I have written posts in the past about the importance of developing analytics that use your data to understand where your pricing is effective and where it is not. See Pricing Analytics Can Improve Your Profitability and Just the Facts Ma’am. One important caveat is that you must measure the right things and avoid creating cool charts that simply confirm your biases. Using your data to mislead others is as bad or worse than not analyzing it at all.
In 2015, the Wall Street Journal published an article, How Not to be Misled by Data, in which the author gave examples of people citing statistics in an effort to end an argument, but the statistics were misleading. We have had employees of clients do that with us several times, but we are never satisfied with a single statistic, because it can mislead. As an example, one client had been running a test of price changes at a sample of customers. After four months, they compared their transaction volume and margins to the four months prior to the launch of the test. Sample customer volumes and margins had both decreased during the test period, and the client concluded the price changes were ineffective. We dug a little deeper.
We showed the client the test period had always been seasonally lower than the four preceding months, and their analysis did not account for that seasonality. Our data showed the volume and margin reductions in the test period were less severe than the seasonal declines of previous years. We also showed that the year-year seasonal reduction of customers who received the test prices, were two percentage points better than for customers who did not receive test pricing. On the surface, our measures showed the pricing test was successful. Together with the client, we continued to dig deeper.
For a few years prior to the test, our client had been tracking whether their customer requested a quote before ordering, either by online lookup or by phone. They knew that some customers checking pricing nearly all the time, while others simply ordered without comparing prices. They said the margin improvement at the sample customers primarily came from customers who seldom asked for quotes, and higher prices were driving away customers who frequently compare prices. If true, that would be an important insight. Once again, their statistic was misleading.
We took the group of customers who received quotes before ordering at least 85% of the time, and for each product purchased we measured prices by quintile. (Each quintile contained 20% of the unique price points observed.) In the four months prior to the pricing test, both sample customers and non-sample customers had transactions somewhat evenly distributed among the quintiles (see Figure 1). In both cases the middle quintile had the most transactions, and the lowest price quintile had the fewest.
More importantly, the sample customers saw a substantial increase in the percentage of transactions occurring in the top two quintiles, while the other customers stayed consistent. In other words, the pricing test had successfully moved a large number of transactions to higher price points. So perhaps these customers who receive price quotes all the time are not as price-sensitive as our clients believed.
Of course, there are many dimensions to price sensitivity, beyond how often the customer compares prices. Identifying those dimensions is part of the segmentation process.

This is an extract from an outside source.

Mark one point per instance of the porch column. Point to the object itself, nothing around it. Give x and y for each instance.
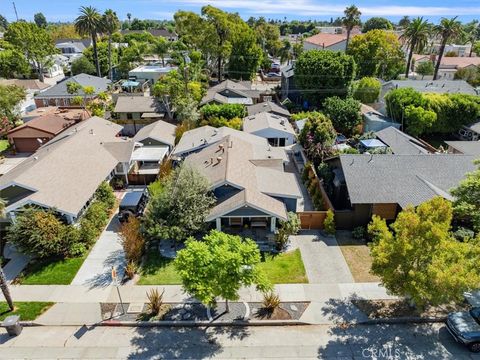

Together with our client, we continued to evaluate the price points at which business had been won and lost in each segment and price sensitivity dimension. If our client had simply accepted the high-level analysis that volumes had decreased after prices were changed, they would have reverted to their old prices and reduced their profitability.
Analytics remain important, but we should not use them as a weapon. We all have biases, and our analytics should be used to test those biases. We need to be open to accepting that our pre-conceived notions could be wrong and change those notions when appropriate.